Every time I try and solve this problem I keep getting fractions. I can't figure out how to solve it and just get whole numbers.


Here's the problem. 3 equations, 3 variables, need to solve using the elimination method. Any help would be much appreciated.

x -2 +z = 6

2x +y -3 = 3

x -3y +3z = 10



I took -2 and multiplied it by the top row

Then added this to the second row.

-2x +4 -2z =-12

2x +y -3 = 3

I canceled out the 2x

5y -5z = -9

I set this aside and did another equations to get an equation with variables y and z only.

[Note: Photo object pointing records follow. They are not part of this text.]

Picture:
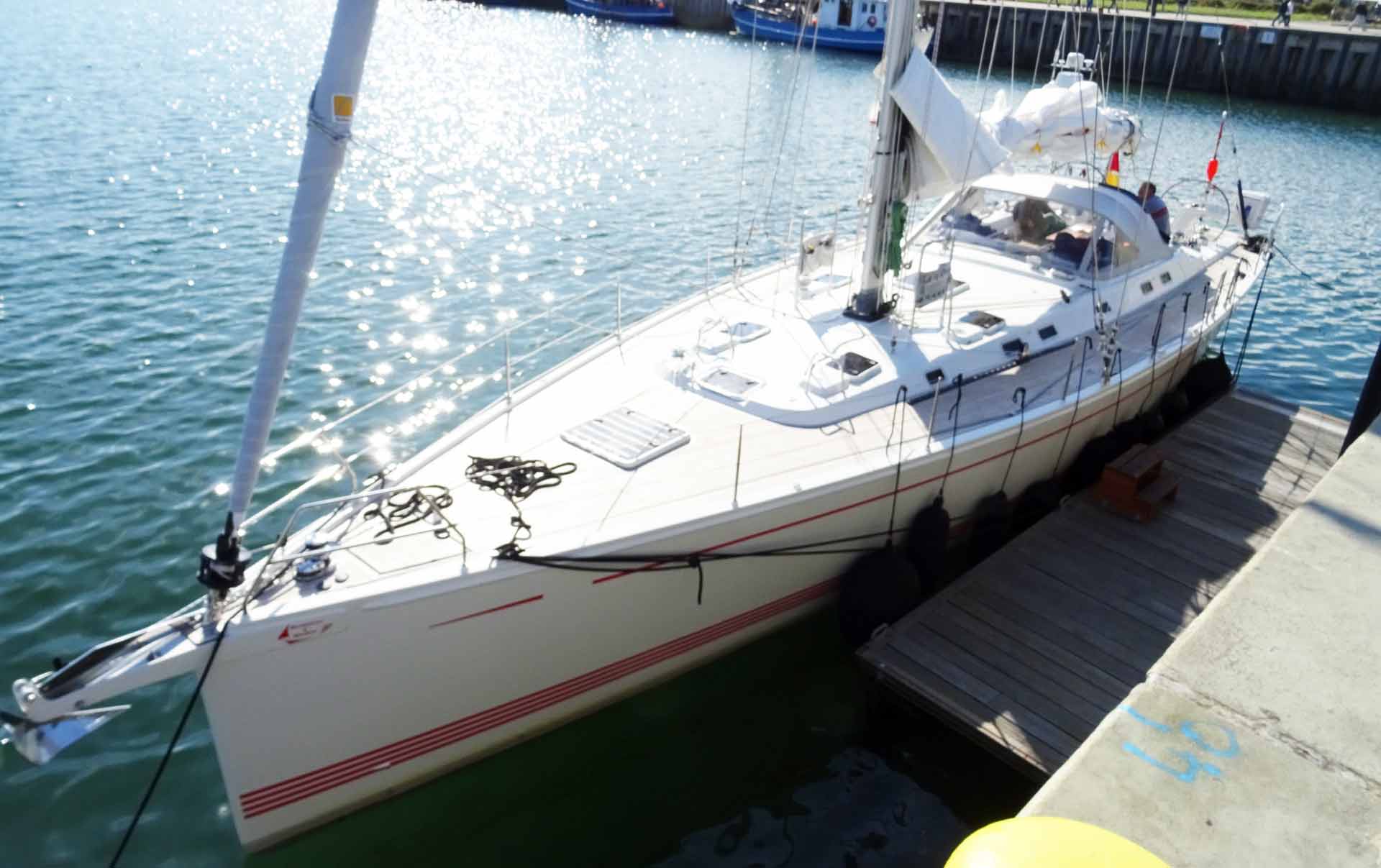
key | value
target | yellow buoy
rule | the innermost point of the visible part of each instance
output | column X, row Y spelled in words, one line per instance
column 1049, row 842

I took the top one and multiplied it by -1. Then I added it to the 3rd row. The x's cancel out.

-x 2 -z = -6

x -3y +3z = 10



-1y +2z = 4

Now I have 2 equations with only 2 variables.

I multiplied the bottom line by 1 to cancel out the y's. Then I added them.

5y -5z = -9

-1y +2z = 4



-5y +2z = 4

5y -5z = -9

-3z=-5

Then I divided -3 from both sides.

then I get z =5/3



Then I plug this in to the equation with only 2 variables to solve for x.

x -2 + 5/3 = 6

-2x + 5/3 = 6

-2x + 5/3 = 3/10

Divide -2 from both sides

x = 6/100 simplify

x=3/50



I'm going to stop here cause I already know it's wrong and there's no point to keep going. Please help with this, it's seriously driving me crazy!

 

[stapel]

Every time I try and solve this problem I keep getting fractions. I can't figure out how to solve it and just get whole numbers.

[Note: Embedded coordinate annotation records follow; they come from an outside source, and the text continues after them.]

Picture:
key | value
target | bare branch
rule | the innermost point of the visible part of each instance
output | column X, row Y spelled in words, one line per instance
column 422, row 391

If the solution values actually are fractions, then there is no possible way to "just get whole numbers" as a correct solution. Why do you think that the solution must be whole numbers?

...need to solve using the elimination method.

x -2 +z = 6
2x +y -3 = 3
x -3y +3z = 10

From what you've posted (below), I'm going to guess that the original system was actually as follows:

. . . . .\(\displaystyle \begin{array}{rrrrrcr}x&-&2y&+&z&=&6\\2x&+&y&-&3x&=&3\\x&-&3y&+&3z&=&10\end{array}\)

I took -2 and multiplied it by the top row

Then added this to the second row.

This means that you added -2R₁ + R₂:

. . . . .\(\displaystyle -2x\, +\, 4y\, -\, 2z\, =\, -12\)
. . . . .\(\displaystyle +2x\, +\, 1y\, -\, 3z\, =\, +3\)

...to get a new R₂:

. . . . .\(\displaystyle 0x\, +\, 5y\, -\, 5z\, =\, -9\)

I set this aside and did another equations to get an equation with variables y and z only.

I took the top one and multiplied it by -1. Then I added it to the 3rd row. The x's cancel out.

This means that you added -1R₁ + R₃:

. . . . .\(\displaystyle -1x\, +\, 2y\, -\, 1z\, =\, -6\)
. . . . .\(\displaystyle +1x\, -\, 3y\, +\, 3z\, =\, 10\)

...to get a new R₃:

. . . . .\(\displaystyle 0x\, -\, 1y\, +\, 2z\, =\, 4\)

Now I have 2 equations with only 2 variables.

Sort of. The first row still exists; you're just ignoring it for the moment. The full system is now:

. . . . .\(\displaystyle \begin{array}{rrrrrcr}x&-&2y&+&z&=&6\\0x&+&5y&-&5z&=&-9\\0x&-&1y&+&2z&=&4\end{array}\)

I multiplied the bottom line by [5] to cancel out the y's. Then I added them.

This means that you multiplied the new R₃ by 5, adding 5R₃ + (new) R₂:

. . . . .\(\displaystyle 0x\, -\, 5y\, +\, 10z\, =\, 20\)
. . . . .\(\displaystyle 0x\, +\, 5y\, -\, 5z\, =\, -9\)

...to get a new R₂:

. . . . .\(\displaystyle 0x\, +\, 0y\, +\, 5z\, =\, 11\)

The system is now:

. . . . .\(\displaystyle \begin{array}{rrrrrcr}1x&-&2y&+&z&=&6\\0x&+&0y&+&5z&=&11\\0x&-&1y&+&2z&=&4\end{array}\)

Something went wrong in your computations; it looks like maybe you only multiplied part of the equation by 5...? Anyway, you can continue your working from the above. But the new second row makes it clear that, since 5z = 11, there is no way that this can have a whole-number solution.

 

[burton4550]

Thank you for the help on this one. I was actually able to figure it out. I did have the first equation written wrong which is why I kept getting the wrong answers for the variables.

I left out the y like you mentioned in that first equation